Ostatnio, niczym grzyby po deszczu pokazują się nowe supersamochody pochodzące z krajów dotychczas mało znanych z tego typu przedsięwzięć. Niedawno mieliśmy okazję przyjrzeć się ciekawemu projektowi Hiszpanów – Tramontanie XTR oraz pierwszy arabski „supercar” W Motors Hyper-sport. Jednak jako lokalni patrioci oczywiście najbardziej trzymamy kciuki za rozpoczęcie produkcji pierwszego polskiego samochodu o poetyckiej nazwie Arrinera Hussarya.

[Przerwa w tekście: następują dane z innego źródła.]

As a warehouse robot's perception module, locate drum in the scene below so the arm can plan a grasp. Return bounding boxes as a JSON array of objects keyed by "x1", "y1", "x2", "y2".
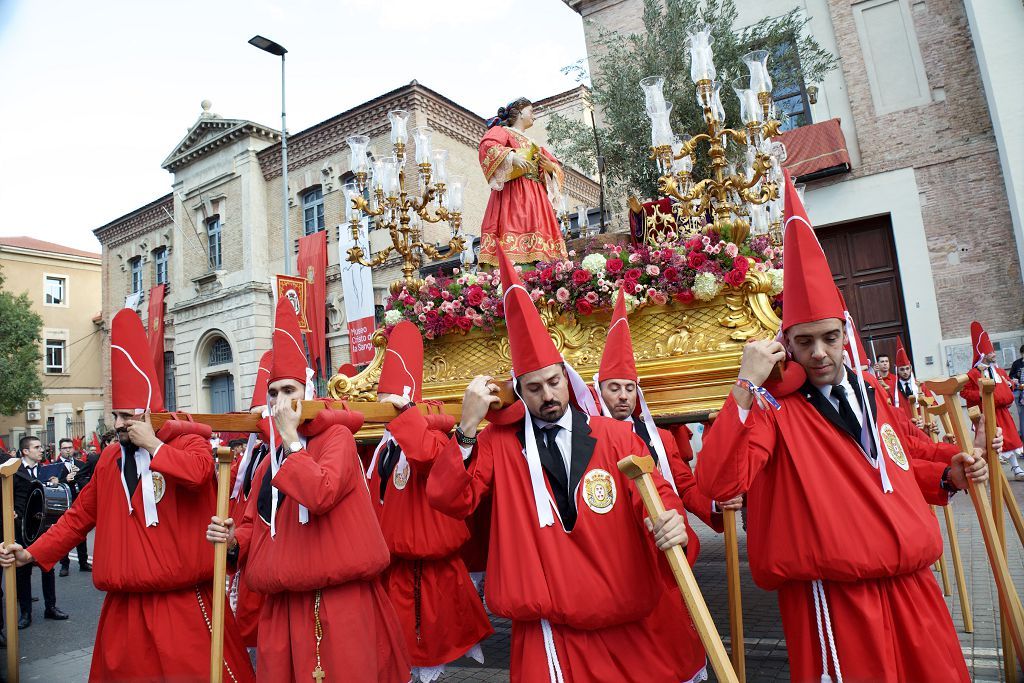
[{"x1": 20, "y1": 481, "x2": 72, "y2": 545}]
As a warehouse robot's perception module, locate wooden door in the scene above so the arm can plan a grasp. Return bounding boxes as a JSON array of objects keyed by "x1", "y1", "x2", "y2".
[{"x1": 815, "y1": 214, "x2": 912, "y2": 366}]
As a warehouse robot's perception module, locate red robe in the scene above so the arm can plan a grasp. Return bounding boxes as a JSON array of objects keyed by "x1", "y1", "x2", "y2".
[
  {"x1": 697, "y1": 380, "x2": 970, "y2": 683},
  {"x1": 29, "y1": 423, "x2": 253, "y2": 682},
  {"x1": 368, "y1": 410, "x2": 494, "y2": 667},
  {"x1": 479, "y1": 126, "x2": 567, "y2": 266},
  {"x1": 961, "y1": 366, "x2": 1021, "y2": 453},
  {"x1": 427, "y1": 417, "x2": 689, "y2": 683},
  {"x1": 237, "y1": 411, "x2": 410, "y2": 683}
]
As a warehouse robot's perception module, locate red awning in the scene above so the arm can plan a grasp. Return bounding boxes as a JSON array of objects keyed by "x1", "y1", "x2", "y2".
[{"x1": 775, "y1": 119, "x2": 850, "y2": 178}]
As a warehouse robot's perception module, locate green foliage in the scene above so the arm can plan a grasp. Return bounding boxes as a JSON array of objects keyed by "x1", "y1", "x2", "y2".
[
  {"x1": 0, "y1": 270, "x2": 43, "y2": 415},
  {"x1": 548, "y1": 0, "x2": 838, "y2": 198}
]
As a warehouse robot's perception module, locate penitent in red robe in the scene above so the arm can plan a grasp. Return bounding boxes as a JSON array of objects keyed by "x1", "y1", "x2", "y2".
[
  {"x1": 479, "y1": 126, "x2": 567, "y2": 265},
  {"x1": 697, "y1": 374, "x2": 970, "y2": 683},
  {"x1": 961, "y1": 366, "x2": 1021, "y2": 453},
  {"x1": 368, "y1": 409, "x2": 494, "y2": 667},
  {"x1": 29, "y1": 423, "x2": 253, "y2": 682},
  {"x1": 236, "y1": 411, "x2": 410, "y2": 683},
  {"x1": 427, "y1": 417, "x2": 690, "y2": 683}
]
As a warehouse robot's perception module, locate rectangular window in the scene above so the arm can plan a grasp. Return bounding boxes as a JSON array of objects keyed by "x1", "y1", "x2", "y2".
[
  {"x1": 768, "y1": 40, "x2": 812, "y2": 131},
  {"x1": 46, "y1": 339, "x2": 68, "y2": 375},
  {"x1": 128, "y1": 256, "x2": 142, "y2": 294},
  {"x1": 302, "y1": 187, "x2": 324, "y2": 234},
  {"x1": 153, "y1": 247, "x2": 167, "y2": 285},
  {"x1": 164, "y1": 351, "x2": 178, "y2": 411},
  {"x1": 43, "y1": 275, "x2": 68, "y2": 306},
  {"x1": 206, "y1": 216, "x2": 222, "y2": 270}
]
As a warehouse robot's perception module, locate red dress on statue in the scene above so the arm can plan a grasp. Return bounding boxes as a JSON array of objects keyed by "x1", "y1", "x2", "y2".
[{"x1": 479, "y1": 126, "x2": 567, "y2": 265}]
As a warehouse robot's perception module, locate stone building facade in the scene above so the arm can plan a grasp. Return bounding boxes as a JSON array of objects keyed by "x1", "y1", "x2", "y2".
[
  {"x1": 94, "y1": 81, "x2": 598, "y2": 413},
  {"x1": 563, "y1": 0, "x2": 1024, "y2": 377},
  {"x1": 0, "y1": 237, "x2": 104, "y2": 449}
]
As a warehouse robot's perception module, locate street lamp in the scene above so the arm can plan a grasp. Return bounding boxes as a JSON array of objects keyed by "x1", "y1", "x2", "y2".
[{"x1": 249, "y1": 36, "x2": 292, "y2": 275}]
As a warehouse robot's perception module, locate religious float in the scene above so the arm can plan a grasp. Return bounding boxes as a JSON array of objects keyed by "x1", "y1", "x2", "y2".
[{"x1": 328, "y1": 34, "x2": 785, "y2": 438}]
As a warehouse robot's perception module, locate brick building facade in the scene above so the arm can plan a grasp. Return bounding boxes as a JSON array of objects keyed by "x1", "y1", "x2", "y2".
[
  {"x1": 94, "y1": 81, "x2": 598, "y2": 412},
  {"x1": 563, "y1": 0, "x2": 1024, "y2": 377}
]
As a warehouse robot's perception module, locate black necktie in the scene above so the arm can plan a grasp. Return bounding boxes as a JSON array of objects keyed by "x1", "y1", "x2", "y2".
[
  {"x1": 831, "y1": 384, "x2": 860, "y2": 443},
  {"x1": 633, "y1": 420, "x2": 657, "y2": 465}
]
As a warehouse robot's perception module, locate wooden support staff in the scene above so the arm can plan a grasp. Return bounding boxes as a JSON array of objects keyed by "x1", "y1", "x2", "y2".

Okazuje się, że do tej grupy supersamochodowych debiutantów postanowili dołączyć także Słoweńcy, którzy stawiają w szranki swojego reprezentanta: model o nazwie Tushek Renovatio T500. Wyjątkowy pojazd zadebiutuje oficjalnie 5 września podczas brytyjskiego Salon Privé, na którym wystawiane są najbardziej luksusowe i sportowe pojazdy świata.

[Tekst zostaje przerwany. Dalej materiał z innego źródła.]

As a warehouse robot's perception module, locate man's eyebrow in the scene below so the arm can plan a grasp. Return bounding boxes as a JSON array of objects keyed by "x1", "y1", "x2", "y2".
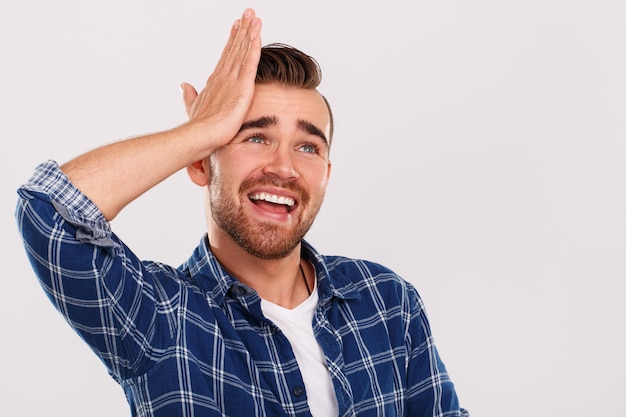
[
  {"x1": 298, "y1": 120, "x2": 328, "y2": 144},
  {"x1": 239, "y1": 116, "x2": 328, "y2": 143},
  {"x1": 239, "y1": 116, "x2": 278, "y2": 133}
]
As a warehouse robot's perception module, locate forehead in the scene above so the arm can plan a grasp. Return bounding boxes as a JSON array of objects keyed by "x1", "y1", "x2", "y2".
[{"x1": 246, "y1": 83, "x2": 330, "y2": 137}]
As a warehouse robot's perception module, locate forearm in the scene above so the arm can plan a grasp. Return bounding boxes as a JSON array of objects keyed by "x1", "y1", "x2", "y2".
[{"x1": 61, "y1": 125, "x2": 212, "y2": 220}]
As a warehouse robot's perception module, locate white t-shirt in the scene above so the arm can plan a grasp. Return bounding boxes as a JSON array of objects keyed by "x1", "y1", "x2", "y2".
[{"x1": 261, "y1": 280, "x2": 339, "y2": 417}]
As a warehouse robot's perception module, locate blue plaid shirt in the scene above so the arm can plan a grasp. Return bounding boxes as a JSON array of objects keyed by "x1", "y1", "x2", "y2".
[{"x1": 16, "y1": 161, "x2": 465, "y2": 417}]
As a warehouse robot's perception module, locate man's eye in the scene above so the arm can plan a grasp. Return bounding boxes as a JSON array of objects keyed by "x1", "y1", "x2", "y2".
[
  {"x1": 300, "y1": 143, "x2": 317, "y2": 153},
  {"x1": 248, "y1": 135, "x2": 263, "y2": 143}
]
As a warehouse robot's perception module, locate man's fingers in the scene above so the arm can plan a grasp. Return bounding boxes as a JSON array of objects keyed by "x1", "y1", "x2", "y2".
[
  {"x1": 218, "y1": 9, "x2": 261, "y2": 73},
  {"x1": 180, "y1": 83, "x2": 198, "y2": 119}
]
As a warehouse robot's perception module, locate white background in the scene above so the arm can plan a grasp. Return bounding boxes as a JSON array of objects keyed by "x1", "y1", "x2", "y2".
[{"x1": 0, "y1": 0, "x2": 626, "y2": 417}]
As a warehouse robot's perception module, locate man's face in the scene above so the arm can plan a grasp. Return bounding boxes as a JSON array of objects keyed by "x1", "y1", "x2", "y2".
[{"x1": 208, "y1": 84, "x2": 330, "y2": 259}]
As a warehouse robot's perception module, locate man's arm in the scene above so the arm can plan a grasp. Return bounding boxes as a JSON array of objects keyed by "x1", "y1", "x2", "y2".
[{"x1": 61, "y1": 9, "x2": 261, "y2": 220}]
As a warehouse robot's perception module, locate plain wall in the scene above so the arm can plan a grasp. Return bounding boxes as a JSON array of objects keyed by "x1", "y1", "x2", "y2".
[{"x1": 0, "y1": 0, "x2": 626, "y2": 417}]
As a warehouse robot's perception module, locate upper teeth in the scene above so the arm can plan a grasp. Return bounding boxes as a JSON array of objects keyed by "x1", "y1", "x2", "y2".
[{"x1": 250, "y1": 193, "x2": 296, "y2": 207}]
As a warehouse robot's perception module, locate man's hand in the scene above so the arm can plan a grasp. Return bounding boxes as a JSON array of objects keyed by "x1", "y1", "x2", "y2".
[
  {"x1": 61, "y1": 9, "x2": 261, "y2": 220},
  {"x1": 181, "y1": 9, "x2": 261, "y2": 147}
]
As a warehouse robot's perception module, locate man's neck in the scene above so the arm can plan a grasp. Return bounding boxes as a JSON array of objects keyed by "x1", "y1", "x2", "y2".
[{"x1": 209, "y1": 232, "x2": 314, "y2": 309}]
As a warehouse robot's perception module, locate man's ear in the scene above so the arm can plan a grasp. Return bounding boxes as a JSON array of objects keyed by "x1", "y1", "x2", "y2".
[{"x1": 187, "y1": 160, "x2": 210, "y2": 187}]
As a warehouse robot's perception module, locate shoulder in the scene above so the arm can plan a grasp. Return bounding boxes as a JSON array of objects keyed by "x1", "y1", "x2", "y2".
[{"x1": 323, "y1": 252, "x2": 421, "y2": 304}]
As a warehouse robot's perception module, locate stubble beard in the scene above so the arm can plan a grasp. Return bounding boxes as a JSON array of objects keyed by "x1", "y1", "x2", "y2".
[{"x1": 209, "y1": 177, "x2": 323, "y2": 259}]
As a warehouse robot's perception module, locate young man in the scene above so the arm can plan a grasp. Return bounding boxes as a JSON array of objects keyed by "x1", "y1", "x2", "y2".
[{"x1": 16, "y1": 9, "x2": 465, "y2": 417}]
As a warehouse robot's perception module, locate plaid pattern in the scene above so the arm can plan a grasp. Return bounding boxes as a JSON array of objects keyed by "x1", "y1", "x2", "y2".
[{"x1": 16, "y1": 161, "x2": 466, "y2": 417}]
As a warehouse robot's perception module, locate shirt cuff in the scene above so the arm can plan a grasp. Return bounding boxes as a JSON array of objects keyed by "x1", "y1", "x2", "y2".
[{"x1": 23, "y1": 160, "x2": 118, "y2": 247}]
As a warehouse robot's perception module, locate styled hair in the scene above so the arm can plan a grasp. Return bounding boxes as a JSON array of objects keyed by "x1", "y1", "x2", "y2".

Ojcem pierwszego słoweńskiego supersamochodu jest Aljosa Tušek, były kierowca wyścigowy, który założył własna firmę produkującą niecodzienne modele samochodów.

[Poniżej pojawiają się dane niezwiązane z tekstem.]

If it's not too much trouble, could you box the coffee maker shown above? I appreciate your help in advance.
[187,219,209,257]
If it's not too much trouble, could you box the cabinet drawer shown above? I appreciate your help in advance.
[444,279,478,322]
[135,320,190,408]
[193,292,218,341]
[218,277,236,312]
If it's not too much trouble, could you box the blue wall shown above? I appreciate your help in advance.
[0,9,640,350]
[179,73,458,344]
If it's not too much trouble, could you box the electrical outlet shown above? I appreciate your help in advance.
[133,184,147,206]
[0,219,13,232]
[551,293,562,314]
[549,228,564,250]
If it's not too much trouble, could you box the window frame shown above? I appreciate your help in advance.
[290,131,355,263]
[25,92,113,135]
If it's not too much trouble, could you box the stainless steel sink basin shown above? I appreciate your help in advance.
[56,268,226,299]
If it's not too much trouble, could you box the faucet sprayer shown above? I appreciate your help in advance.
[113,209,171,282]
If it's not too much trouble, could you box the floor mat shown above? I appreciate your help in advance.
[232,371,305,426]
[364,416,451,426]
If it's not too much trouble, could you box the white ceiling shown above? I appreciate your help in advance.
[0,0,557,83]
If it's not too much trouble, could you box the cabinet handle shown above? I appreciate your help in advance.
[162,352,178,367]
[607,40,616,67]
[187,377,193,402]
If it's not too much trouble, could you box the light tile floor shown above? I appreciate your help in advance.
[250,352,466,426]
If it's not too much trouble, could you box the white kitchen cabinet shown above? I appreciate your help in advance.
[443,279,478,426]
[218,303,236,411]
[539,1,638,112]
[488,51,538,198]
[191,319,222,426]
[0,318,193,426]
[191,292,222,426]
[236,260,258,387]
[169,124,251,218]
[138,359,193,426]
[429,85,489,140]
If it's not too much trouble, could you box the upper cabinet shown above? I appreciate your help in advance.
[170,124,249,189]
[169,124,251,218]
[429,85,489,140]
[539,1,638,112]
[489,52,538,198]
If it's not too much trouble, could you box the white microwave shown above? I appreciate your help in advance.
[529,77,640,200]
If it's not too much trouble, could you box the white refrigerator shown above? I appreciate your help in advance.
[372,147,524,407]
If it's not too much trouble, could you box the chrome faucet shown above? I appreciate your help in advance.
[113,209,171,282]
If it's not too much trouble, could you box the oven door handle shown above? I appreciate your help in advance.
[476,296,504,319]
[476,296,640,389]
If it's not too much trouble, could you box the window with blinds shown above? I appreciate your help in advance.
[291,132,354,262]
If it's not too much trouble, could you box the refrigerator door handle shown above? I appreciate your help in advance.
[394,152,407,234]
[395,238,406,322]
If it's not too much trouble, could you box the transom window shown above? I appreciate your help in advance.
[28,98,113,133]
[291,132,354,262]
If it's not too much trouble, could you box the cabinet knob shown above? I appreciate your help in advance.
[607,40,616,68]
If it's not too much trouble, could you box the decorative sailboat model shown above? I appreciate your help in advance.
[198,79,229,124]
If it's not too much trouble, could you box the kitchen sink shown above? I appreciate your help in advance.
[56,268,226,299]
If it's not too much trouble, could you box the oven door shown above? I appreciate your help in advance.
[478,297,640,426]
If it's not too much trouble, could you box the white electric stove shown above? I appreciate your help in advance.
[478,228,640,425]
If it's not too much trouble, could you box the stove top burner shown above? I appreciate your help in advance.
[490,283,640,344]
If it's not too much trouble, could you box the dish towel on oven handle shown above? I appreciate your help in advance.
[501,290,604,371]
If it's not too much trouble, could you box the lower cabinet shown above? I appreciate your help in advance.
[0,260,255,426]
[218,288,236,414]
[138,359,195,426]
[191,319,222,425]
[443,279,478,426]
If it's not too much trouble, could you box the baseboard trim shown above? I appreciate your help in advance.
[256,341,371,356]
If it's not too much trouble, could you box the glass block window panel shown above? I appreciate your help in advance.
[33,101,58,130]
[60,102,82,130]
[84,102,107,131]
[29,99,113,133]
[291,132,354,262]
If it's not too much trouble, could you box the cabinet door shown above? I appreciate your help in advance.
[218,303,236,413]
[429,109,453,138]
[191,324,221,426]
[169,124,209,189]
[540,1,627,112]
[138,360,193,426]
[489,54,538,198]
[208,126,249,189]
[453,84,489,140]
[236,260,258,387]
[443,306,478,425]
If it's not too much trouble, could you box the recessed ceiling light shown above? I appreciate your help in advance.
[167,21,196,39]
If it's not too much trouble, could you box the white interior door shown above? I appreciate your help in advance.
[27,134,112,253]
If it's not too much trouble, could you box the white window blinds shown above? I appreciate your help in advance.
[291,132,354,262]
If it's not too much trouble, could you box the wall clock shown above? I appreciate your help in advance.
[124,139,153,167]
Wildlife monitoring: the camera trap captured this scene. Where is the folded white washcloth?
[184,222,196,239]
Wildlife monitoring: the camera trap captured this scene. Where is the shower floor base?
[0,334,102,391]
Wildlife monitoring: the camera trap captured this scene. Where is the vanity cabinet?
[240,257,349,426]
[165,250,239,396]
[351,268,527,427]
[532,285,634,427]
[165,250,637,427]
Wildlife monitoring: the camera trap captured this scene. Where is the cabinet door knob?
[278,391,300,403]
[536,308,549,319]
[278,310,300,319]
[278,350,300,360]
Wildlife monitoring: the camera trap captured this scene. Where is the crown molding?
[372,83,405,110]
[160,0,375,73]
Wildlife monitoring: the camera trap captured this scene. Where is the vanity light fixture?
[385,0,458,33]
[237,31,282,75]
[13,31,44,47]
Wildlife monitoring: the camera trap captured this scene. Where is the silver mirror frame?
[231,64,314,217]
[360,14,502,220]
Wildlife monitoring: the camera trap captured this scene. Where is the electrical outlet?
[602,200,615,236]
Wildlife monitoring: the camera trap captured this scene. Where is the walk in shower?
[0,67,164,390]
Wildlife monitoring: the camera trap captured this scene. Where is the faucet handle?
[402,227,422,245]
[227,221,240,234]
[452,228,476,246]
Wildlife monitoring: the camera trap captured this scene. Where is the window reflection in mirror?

Tushek Renovatio T500 oparty jest o rurową konstrukcję innego supersamochodu, o którym zapewne nie słyszeliście – modelu K1 Attack pochodzącego ze Słowacji. Poszycie nadwozia wykonano z włókna węglowego. Dwuosobowy bolid waży tylko 1090 kg. Jego długość to 4270 mm, szerokość: 1990 mm, a wysokość wynosi tylko 1050 mm. Osie rozstawiono w odległości 2440 mm. Prześwit między podwoziem na nawierzchnią drogi to zaledwie 110 mm.
Pod maską kryje przejęty z Audi RS4, 4,2-litrowy silnik V8 o mocy 450 KM i maksymalnym momencie obrotowym 428 Nm dostępnym do 3200 obr./min. Współpracuje z 6-biegową przekładnią manualną zapożyczoną z innego modelu Audi – S5. Moc jednostki napędowej nie poraża, ale w zestawieniu w niewielką masą pojazdu daje ciekawe rezultaty.
Tushek Renovatio T500 przyspiesza od 0 do 100 km/h w 3,7 sekundy, do 200 km/h w 11,5 sekundy i potrafi rozwinąć prędkość maksymalną 311 km/h. Konsumuje przy tym duże porcje paliwa – w cyklu mieszanym 11,5 l/100 km, w trasie 9,3 l/100 km, a w cyklu miejskim 14,9 l/100 km (to dane producenta, więc można się spodziewać, że w rzeczywistości supersamochód żłopie jeszcze więcej benzyny).
Słoweński supersamochód ma kosztować około 300 000 euro.